NPS Seeks Yellowstone Comments, Again

The National Park Service is again taking public comment on snowmobile use in Yellowstone National Park.
On June 24, the Park Service announced the formal opening of a process to develop an environmental impact statement on the winter use of Yellowstone National Park, Grand Teton National Park and the John D. Rockefeller Jr. Memorial Parkway.
Issues to be examined include the effects of winter use on air quality and visibility, wildlife, natural soundscapes, employee and visitor health and safety, visitor experience and socioeconomics - all issues which have been previously studied.
The NPS says it will mull over four ideas:
- Setting various limits on the number of snowmobiles that may enter the parks.

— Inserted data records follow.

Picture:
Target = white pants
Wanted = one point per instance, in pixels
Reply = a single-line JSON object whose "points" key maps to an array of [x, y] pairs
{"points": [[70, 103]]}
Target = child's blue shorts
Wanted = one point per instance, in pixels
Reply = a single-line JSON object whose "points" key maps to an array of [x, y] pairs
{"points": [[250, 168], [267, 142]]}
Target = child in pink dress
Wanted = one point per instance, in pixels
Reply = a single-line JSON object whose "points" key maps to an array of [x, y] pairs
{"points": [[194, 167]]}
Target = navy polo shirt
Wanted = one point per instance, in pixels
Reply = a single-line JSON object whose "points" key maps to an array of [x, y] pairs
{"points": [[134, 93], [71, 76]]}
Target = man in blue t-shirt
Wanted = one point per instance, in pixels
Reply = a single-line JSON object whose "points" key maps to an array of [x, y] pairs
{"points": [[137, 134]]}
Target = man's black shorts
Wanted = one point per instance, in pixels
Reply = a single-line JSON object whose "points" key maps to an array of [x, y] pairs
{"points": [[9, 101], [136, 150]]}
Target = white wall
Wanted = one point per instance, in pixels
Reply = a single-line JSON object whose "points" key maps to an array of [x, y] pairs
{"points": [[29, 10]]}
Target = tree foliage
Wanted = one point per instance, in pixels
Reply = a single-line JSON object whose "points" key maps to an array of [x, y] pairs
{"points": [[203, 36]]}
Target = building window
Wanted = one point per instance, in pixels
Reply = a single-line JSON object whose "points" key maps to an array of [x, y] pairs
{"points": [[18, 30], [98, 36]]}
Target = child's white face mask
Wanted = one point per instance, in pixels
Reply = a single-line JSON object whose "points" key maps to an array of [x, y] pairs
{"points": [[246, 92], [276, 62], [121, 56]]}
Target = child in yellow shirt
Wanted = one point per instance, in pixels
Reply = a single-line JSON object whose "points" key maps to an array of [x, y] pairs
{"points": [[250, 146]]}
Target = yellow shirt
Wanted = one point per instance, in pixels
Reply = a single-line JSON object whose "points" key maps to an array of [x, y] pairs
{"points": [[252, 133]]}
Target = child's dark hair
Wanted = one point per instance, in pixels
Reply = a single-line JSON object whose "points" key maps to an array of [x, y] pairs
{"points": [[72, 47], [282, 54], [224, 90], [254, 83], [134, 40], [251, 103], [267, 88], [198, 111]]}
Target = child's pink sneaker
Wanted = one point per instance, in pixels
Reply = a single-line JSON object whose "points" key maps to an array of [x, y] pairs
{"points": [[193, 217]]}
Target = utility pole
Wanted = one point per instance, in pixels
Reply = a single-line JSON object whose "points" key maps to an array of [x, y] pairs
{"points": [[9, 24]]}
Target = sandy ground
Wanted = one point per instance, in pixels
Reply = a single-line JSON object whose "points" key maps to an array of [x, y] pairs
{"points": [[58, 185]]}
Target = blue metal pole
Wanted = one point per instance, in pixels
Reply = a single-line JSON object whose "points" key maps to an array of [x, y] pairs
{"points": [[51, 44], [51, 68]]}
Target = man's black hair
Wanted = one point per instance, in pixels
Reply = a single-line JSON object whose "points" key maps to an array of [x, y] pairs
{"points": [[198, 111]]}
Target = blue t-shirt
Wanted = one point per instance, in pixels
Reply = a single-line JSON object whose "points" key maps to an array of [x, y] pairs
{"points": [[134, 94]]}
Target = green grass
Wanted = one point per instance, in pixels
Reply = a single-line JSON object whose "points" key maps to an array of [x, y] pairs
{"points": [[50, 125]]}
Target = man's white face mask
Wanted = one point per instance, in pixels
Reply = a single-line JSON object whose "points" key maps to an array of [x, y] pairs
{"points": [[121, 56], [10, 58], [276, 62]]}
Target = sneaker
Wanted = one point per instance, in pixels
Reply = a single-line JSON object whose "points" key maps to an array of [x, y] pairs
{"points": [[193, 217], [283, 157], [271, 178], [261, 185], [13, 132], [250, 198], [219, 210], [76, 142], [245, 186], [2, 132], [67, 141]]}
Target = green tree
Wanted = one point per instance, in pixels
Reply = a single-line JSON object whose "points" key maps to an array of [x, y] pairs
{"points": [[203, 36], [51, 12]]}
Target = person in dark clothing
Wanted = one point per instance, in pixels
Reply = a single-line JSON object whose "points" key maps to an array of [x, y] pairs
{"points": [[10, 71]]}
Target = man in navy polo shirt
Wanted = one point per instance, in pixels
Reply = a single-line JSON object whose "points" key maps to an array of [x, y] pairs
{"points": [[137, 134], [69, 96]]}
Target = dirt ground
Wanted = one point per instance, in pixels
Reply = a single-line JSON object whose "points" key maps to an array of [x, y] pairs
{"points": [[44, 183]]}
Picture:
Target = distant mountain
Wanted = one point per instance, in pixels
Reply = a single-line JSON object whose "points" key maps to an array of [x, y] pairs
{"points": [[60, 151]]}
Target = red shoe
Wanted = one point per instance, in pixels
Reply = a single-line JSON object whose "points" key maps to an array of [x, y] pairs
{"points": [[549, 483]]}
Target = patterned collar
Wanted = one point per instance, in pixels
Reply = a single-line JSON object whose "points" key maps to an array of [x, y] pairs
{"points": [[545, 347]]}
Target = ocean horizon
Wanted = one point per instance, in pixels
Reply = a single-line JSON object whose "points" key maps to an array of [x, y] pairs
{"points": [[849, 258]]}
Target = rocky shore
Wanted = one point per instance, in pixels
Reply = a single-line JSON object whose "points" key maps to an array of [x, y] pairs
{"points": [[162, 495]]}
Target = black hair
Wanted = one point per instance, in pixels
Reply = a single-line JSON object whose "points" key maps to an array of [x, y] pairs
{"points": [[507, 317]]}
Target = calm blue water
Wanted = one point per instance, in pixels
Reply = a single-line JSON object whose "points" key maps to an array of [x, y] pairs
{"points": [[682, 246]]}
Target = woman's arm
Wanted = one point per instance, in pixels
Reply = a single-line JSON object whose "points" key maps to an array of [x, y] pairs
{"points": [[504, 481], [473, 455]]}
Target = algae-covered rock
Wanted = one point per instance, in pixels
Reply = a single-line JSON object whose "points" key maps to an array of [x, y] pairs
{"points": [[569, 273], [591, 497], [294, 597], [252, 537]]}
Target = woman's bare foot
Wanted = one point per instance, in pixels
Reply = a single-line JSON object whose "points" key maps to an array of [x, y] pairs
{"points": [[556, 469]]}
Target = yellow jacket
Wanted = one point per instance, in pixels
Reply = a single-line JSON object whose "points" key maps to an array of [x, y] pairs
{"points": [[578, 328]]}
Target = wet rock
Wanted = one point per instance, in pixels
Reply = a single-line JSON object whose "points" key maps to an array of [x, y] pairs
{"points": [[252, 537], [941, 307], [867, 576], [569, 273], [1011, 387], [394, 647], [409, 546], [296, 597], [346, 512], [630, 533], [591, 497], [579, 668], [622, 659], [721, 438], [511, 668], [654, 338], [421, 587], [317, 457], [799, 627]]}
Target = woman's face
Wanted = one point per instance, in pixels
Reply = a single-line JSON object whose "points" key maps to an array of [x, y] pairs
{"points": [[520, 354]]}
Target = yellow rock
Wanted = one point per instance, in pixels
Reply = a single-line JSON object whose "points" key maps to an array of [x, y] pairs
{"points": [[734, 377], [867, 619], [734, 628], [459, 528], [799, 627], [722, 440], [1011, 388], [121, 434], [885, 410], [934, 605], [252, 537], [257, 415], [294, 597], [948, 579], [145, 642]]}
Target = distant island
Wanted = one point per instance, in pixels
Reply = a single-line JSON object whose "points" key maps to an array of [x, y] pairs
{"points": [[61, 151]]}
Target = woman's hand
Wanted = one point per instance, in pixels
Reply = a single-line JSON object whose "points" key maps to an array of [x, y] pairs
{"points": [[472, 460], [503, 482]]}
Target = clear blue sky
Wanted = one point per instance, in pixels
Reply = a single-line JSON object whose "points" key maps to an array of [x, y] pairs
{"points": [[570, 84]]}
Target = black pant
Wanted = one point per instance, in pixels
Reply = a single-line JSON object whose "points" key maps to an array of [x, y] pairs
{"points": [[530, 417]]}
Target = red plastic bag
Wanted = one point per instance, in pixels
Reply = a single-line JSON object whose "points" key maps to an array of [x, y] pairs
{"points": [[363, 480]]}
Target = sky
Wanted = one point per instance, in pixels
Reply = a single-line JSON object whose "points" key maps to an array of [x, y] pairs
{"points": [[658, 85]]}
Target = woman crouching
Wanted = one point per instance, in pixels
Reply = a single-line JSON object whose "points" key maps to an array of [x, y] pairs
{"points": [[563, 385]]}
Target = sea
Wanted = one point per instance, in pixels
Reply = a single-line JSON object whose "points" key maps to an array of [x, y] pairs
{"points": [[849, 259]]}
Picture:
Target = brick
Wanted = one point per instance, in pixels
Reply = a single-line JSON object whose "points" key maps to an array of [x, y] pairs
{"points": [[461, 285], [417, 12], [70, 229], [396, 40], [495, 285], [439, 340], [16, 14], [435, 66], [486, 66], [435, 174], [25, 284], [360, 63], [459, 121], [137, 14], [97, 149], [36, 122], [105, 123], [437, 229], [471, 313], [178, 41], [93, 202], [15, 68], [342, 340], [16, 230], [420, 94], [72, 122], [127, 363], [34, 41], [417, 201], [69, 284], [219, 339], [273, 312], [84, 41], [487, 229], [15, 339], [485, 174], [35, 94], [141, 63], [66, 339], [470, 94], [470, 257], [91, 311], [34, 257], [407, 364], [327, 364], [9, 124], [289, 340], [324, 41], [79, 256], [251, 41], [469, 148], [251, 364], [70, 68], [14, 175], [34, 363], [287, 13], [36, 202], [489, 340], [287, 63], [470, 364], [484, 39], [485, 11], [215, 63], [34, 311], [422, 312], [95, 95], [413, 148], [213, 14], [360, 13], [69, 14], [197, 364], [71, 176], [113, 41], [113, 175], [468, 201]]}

- Guiding requirements, including allowing some unguided or non-commercially guided use.
- Allowing only mass-transit vehicles, such as snowcoaches.
- Leaving some stretches of road ungroomed for "experimental purposes" to study the use of groomed roads by bison.
The Park Service released its first study of Yellowstone snowmobiling in 1990.
An impact statement completed in 2000 called for phasing out snowmobile use over a three-year period. Snowmobile groups sued, and the government agreed to write a supplemental impact statement, which was completed in 2003. Under that document, snowmobiling was to continue, with strict regulation.
However, Federal Courts blocked both the 2000 and the 2003 plans, which led the NPS to prepare an environmental assessment effective through the winter of 2006-07.
Government statistics show snowmobile visits in Yellowstone dropped 25% last winter while snowcoach visits were up 14%. The Park Service says 24,049 snowmobiles entered Yellowstone last year, less that one-fifth than did in 1993, and 17,218 people entered on snowcoaches.